Ölüm her aklına geldiğinde
Ah edip vah edip inleme
Bu halinle Tanrı'yı incitmiş olacaksın
Ecel kapını çaldığında evi telaşa verme
O geldiği zaman sen gitmiş olacaksın
Bildiğimiz her şeyden daha gerçek belki de ölüm dediğimiz. Bir canlının doğması kesin olmamakla birlikte, can almış her varlığın bir gün ölümü yaşayacak olması kaçınılmaz bir gerçek. Belki de bu belirsizliğin ve kaçınılmaz gerçeğin çaresizliğinde insanoğlu tarih boyunca ölümü anlamak istedi, ölümden sonra yaşamın hayalini ve formüllerini araştırdı. Ölümden sonra nerede olacağımıza dair soru sanırım yaşayan herkesin hayatı boyunca en az bir defa da olsa ve belki de çok daha fazla düşündüğü bir açmaz. Ölümden sonra nereye mi gidiyoruz? Benim buna basit bir cevabım var. Doğmadan önce neredeysek, öldükten sonra da orada oluyoruz. Nasıl ki milyarlarca yıl öyküsü olan dünyada biz doğmadan önce sabırla bir yerlerde bekliyorsak, ölümden sonra da aynı yere geri dönmemiz muhtemeldir.

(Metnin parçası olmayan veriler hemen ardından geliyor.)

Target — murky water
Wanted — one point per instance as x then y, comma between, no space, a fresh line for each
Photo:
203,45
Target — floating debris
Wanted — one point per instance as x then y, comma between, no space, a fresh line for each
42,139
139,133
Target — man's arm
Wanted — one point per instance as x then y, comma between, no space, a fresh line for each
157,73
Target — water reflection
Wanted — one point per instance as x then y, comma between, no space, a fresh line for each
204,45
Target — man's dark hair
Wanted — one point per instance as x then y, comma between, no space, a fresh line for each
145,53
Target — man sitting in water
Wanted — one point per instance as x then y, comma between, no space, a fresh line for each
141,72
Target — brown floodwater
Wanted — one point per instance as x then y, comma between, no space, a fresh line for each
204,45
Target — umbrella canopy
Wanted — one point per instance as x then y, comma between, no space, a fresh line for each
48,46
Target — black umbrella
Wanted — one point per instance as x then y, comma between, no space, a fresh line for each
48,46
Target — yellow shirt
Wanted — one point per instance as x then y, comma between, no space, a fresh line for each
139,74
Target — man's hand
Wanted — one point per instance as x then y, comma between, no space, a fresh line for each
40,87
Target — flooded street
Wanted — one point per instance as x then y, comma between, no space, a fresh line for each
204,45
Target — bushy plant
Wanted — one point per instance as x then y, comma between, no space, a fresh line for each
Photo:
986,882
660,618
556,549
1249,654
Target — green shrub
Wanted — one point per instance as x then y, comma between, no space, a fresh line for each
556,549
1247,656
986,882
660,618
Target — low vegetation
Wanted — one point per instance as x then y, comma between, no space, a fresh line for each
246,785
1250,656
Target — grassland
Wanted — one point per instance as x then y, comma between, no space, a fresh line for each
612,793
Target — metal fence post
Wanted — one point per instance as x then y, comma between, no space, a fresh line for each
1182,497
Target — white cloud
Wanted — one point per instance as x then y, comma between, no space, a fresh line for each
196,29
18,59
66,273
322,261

İnsanoğlu, kendi maddi bedeninin yitimi sonrası göremeyeceği dünyanın, yaşayamayacağı hayatın yasını tutar durur da, kendinden önce yaşanmış milyar yıllar için bir sıkıntısı yoktur. Bunun yapısal bir psikolojik tutumdan daha çok, öğrenilmiş bir durum olduğunu düşünüyorum. Bizler, bize öğretilen değerlerin yasını tutuyoruz. Cennet ve cehennem bir anlamda şimdiki varlığımızın ölümsüzleşmesi için bir rahatlatıcı unsur ve umut oluşturuyor. Ayrıca yaşam için önemli bir motivasyon sağlıyor.
Son haftanın popüler tartışma konularından biri de ülkemizde arttığı iddia edilen deizm inancı. Tarih boyunca insanların inançları, çaresizliklerine karşı en büyük tutanakları olmuş. Dinler tarihi insanın korku ve yetersizliklerine karşı oluşan inanç tedavileri ile dolu. Bugün insanoğlunun en büyük çaresizliği ölüm. Yükselen deizm olgusunu belki de ölüm ve sonrasına bulabildiği yanıt ve rahatlatıcılık derecesinde değerlendirebilmek, bunun bir moda mı yoksa yeni bir inanç dalgası mı olacağının yanıtını verecektir.